Benchmark Report: Analyzing the Time-Space Trade-off in Memory Allocators (hakozuna vs tcmalloc)
Source: Dev.to
Benchmark Overview
A custom memory allocator, hz3 (referred to as hakozuna), was evaluated against two industry‑standard allocators:
- tcmalloc (Google)
- mimalloc (Microsoft)
The focus was on the trade‑off between execution speed and memory footprint (RSS).
Test Environment
- CPU: AMD Ryzen 9 9950X
- Runs per test: 5 (median values reported)
Results
1. Espresso (Real‑world simulation)
| Allocator | Time | RSS | Notes |
|---|---|---|---|
| tcmalloc | 2.43 s | 9.7 MB | Fastest, but highest memory usage |
| mimalloc | 2.45 s | 4.0 MB | Balanced |
| hakozuna | 2.75 s | 2.6 MB | Slowest (+13 %), but lowest memory |
2. Alloc‑test (Synthetic)
| Allocator | Time | RSS | Notes |
|---|---|---|---|
| tcmalloc | 1.99 s | 18.2 MB | |
| mimalloc | 2.00 s | 22.0 MB | |
| hakozuna | 2.51 s | 14.5 MB | Smallest footprint |
Analysis
The Cost of Speed
- tcmalloc achieved the fastest execution times in both benchmarks.
- It consumed significantly more memory (≈ 3.7× higher RSS in the Espresso test: 9.7 MB vs 2.6 MB).
- The allocator aggressively caches freed memory in thread‑local storage, minimizing locking and CPU overhead at the expense of a larger memory footprint.
The Cost of Frugality
- hakozuna consistently recorded the lowest RSS.
- This is due to an aggressive purging strategy that returns unused pages to the OS and a compact metadata design.
- The reduced memory usage comes with a modest increase in execution time.
Choosing the Right Allocator
- Latency‑sensitive applications with ample RAM: tcmalloc or mimalloc remain superior choices.

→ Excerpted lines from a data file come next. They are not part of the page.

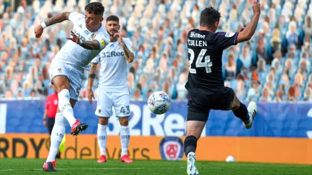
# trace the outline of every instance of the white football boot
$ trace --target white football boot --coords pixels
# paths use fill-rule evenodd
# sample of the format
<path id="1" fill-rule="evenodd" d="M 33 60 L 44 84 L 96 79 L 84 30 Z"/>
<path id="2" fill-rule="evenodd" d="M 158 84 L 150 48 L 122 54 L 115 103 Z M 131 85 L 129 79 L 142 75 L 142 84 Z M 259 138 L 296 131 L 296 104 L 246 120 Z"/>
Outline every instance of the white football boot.
<path id="1" fill-rule="evenodd" d="M 198 171 L 195 166 L 196 155 L 195 153 L 190 152 L 187 155 L 187 174 L 188 175 L 199 175 Z"/>
<path id="2" fill-rule="evenodd" d="M 248 111 L 248 114 L 249 115 L 249 121 L 248 122 L 243 122 L 243 123 L 245 125 L 245 127 L 247 129 L 249 129 L 253 126 L 254 120 L 254 118 L 258 112 L 257 104 L 254 102 L 250 102 L 249 105 L 248 105 L 247 110 Z"/>

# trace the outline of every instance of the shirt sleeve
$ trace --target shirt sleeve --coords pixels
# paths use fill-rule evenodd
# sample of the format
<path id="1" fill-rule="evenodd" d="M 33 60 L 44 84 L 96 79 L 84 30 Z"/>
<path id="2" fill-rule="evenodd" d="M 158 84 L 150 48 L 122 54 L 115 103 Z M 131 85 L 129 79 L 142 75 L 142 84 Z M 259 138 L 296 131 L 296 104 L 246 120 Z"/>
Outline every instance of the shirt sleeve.
<path id="1" fill-rule="evenodd" d="M 50 101 L 49 100 L 49 99 L 48 98 L 48 100 L 47 100 L 47 103 L 45 104 L 45 109 L 46 110 L 49 110 L 49 107 L 50 107 Z"/>
<path id="2" fill-rule="evenodd" d="M 109 35 L 107 32 L 105 31 L 105 33 L 103 35 L 101 35 L 102 37 L 97 37 L 95 39 L 98 41 L 99 44 L 99 50 L 102 50 L 106 47 L 107 44 L 109 43 L 110 39 Z"/>
<path id="3" fill-rule="evenodd" d="M 218 47 L 225 48 L 237 44 L 238 32 L 218 32 L 214 35 L 214 42 Z"/>
<path id="4" fill-rule="evenodd" d="M 75 23 L 77 20 L 83 17 L 83 15 L 77 12 L 71 12 L 68 16 L 68 19 L 73 23 Z"/>
<path id="5" fill-rule="evenodd" d="M 93 59 L 91 61 L 91 63 L 97 64 L 98 63 L 98 60 L 99 59 L 99 54 L 98 54 L 95 58 L 93 58 Z"/>
<path id="6" fill-rule="evenodd" d="M 124 38 L 124 41 L 125 44 L 126 44 L 126 46 L 127 46 L 127 47 L 128 48 L 128 49 L 129 49 L 131 52 L 133 52 L 133 50 L 132 49 L 132 42 L 130 39 L 129 38 Z"/>

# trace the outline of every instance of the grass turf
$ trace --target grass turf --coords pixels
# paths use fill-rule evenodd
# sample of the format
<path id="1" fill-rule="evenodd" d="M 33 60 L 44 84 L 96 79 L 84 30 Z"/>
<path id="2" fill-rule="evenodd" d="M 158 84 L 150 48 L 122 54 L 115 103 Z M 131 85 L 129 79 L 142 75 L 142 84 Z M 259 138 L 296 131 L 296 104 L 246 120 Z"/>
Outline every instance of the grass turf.
<path id="1" fill-rule="evenodd" d="M 0 175 L 42 175 L 43 159 L 0 159 Z M 132 164 L 108 160 L 57 161 L 58 175 L 186 175 L 185 161 L 136 160 Z M 197 162 L 200 175 L 311 175 L 312 166 Z"/>

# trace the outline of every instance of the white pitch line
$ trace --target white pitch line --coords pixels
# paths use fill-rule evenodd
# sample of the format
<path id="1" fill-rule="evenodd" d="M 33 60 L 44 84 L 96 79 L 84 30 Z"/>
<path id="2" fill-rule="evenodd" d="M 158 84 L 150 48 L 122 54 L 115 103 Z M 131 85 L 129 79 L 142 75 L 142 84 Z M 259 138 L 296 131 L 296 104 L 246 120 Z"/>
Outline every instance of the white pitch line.
<path id="1" fill-rule="evenodd" d="M 185 167 L 180 168 L 57 168 L 57 170 L 142 170 L 142 169 L 178 169 L 186 168 Z M 0 170 L 0 171 L 33 171 L 33 170 L 41 170 L 42 171 L 42 169 L 7 169 L 7 170 Z"/>
<path id="2" fill-rule="evenodd" d="M 198 169 L 221 169 L 220 167 L 199 168 Z M 57 170 L 144 170 L 144 169 L 186 169 L 186 167 L 180 168 L 57 168 Z M 42 171 L 42 169 L 7 169 L 0 170 L 0 171 Z"/>

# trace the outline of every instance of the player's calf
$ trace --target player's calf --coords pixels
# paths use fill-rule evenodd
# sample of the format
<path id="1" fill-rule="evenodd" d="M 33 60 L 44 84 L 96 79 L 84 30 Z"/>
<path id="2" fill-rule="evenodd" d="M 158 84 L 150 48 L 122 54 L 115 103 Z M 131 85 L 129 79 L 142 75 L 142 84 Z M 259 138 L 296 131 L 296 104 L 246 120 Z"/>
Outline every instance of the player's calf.
<path id="1" fill-rule="evenodd" d="M 188 136 L 184 140 L 184 153 L 187 157 L 189 153 L 195 153 L 197 146 L 197 138 L 194 136 Z"/>
<path id="2" fill-rule="evenodd" d="M 243 122 L 247 122 L 249 121 L 249 115 L 247 108 L 245 105 L 241 103 L 236 96 L 234 96 L 233 103 L 231 109 L 233 111 L 235 116 L 240 119 Z"/>
<path id="3" fill-rule="evenodd" d="M 187 155 L 187 173 L 188 175 L 198 175 L 198 171 L 195 166 L 196 162 L 196 155 L 195 153 L 190 152 Z"/>

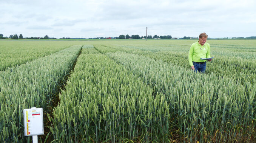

- Memory‑constrained environments (e.g., high‑density microservices, embedded systems): hakozuna offers a viable alternative by markedly lowering memory consumption, accepting a slight CPU penalty.
Conclusion
The benchmark underscores that “performance” is not a single metric. It is always a balance between time (execution speed) and space (memory usage). Selecting an allocator should be guided by the specific priorities of the target workload.